Our economy took a dive.  Executives like those at Tyco and Enron were exposed for who and what they were and shamed for the damage they did.  Their victims were never compensated, but at least there was national, if not worldwide shame.  Then came the War on Terror – GWB always made it sound like “the War on Tara”, as if we were attacking the plantation from Gone With the Wind – and like confused children, we were hoping that things would get back to normal, that our world would make sense again.  But alas, that world was also gone with the wind.

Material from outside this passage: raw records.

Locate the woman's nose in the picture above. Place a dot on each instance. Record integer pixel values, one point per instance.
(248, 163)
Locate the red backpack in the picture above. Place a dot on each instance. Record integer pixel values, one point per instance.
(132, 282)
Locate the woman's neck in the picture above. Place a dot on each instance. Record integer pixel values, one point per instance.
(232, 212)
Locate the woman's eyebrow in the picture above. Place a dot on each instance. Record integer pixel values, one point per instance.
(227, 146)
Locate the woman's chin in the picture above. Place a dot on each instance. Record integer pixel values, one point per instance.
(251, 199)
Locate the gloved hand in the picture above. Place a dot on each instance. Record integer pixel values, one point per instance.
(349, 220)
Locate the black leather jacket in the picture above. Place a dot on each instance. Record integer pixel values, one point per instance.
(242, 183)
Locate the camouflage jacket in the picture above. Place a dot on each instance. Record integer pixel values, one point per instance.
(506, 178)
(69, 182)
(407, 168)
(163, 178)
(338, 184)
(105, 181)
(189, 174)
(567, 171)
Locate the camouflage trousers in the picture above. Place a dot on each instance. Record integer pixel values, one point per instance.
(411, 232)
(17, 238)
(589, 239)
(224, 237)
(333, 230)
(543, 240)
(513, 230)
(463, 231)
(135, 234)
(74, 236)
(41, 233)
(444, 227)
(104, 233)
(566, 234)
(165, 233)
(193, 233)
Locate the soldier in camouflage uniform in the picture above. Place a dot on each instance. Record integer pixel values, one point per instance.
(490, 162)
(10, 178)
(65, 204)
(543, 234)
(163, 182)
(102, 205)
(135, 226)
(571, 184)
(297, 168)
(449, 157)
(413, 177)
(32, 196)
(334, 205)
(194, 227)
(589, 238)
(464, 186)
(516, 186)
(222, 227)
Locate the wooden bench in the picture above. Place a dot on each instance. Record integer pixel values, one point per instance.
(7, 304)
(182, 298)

(Please note that the opinions expressed here are just that – opinions – and my own.)  Instead, we’ve been sucked into eight years of bloodsucking, fiscally exhausting conflict that has apparently done nothing but fill with impunity the pockets of a few very special cronies of the past administration.  We all know it.  We just can’t do a damn thing about it.  Those of us who aren’t in a position to benefit from someone else’s power plays are resentful.  In fact, we’re sitting here watching what little savings we have left rise and fall according to the temperament of the stock market.  I swear, if I didn’t need my “assets” to be liquid, I’d be invested in real estate.  Maybe that’s not a bad idea.  As liquid as they are now, they’re getting pissed away.

And so, the point of this post….greed.  It magnificently and unjustly benefits a few.  I had lunch today with a  friend who is going through a divorce (join the club.)  Her “wasband” is trying to take her for everything he can, because he’s angry that she wants a divorce.  Her lawyer says he’s never seen anything like it.  And because she made more money than he did, he’ll probably get it.  Is he deserving?  No.  It’s nothing but greed.  Greed.  One of the seven deadly sins.  The question is, deadly to whom?  To the one whose soul is consumed by it?  Who has deluded oneself into thinking that things, money, revenge will soothe any pain that exists in the depths of the heart?  To the one who is now rich is assets but poor in spirit?

I have committed some of the 7 Deadlies myself.  I’ve been able to rationalize my actions – to delude myself, just like people who are guided by nothing but greed, into thinking that what I was doing was okay.  I’ve suffered the consequences, justifiably, and come out the other side.

I now comfort myself with the knowledge that those who are consumed by materialism, covetousness, and selfishness, deserve my pity.  And I know that they’ll get their comeuppance.  Greed may be the new black, but it will go out of style again.  It always does.  The richest people are the ones with their love of life and others intact. 

He who dies with the most stuff doesn’t win – he still dies.  Maybe one day, the people who live their lives driven by greed, will see that.  But I’m not holding my breath.  Then again, thank heavens, I don’t have to.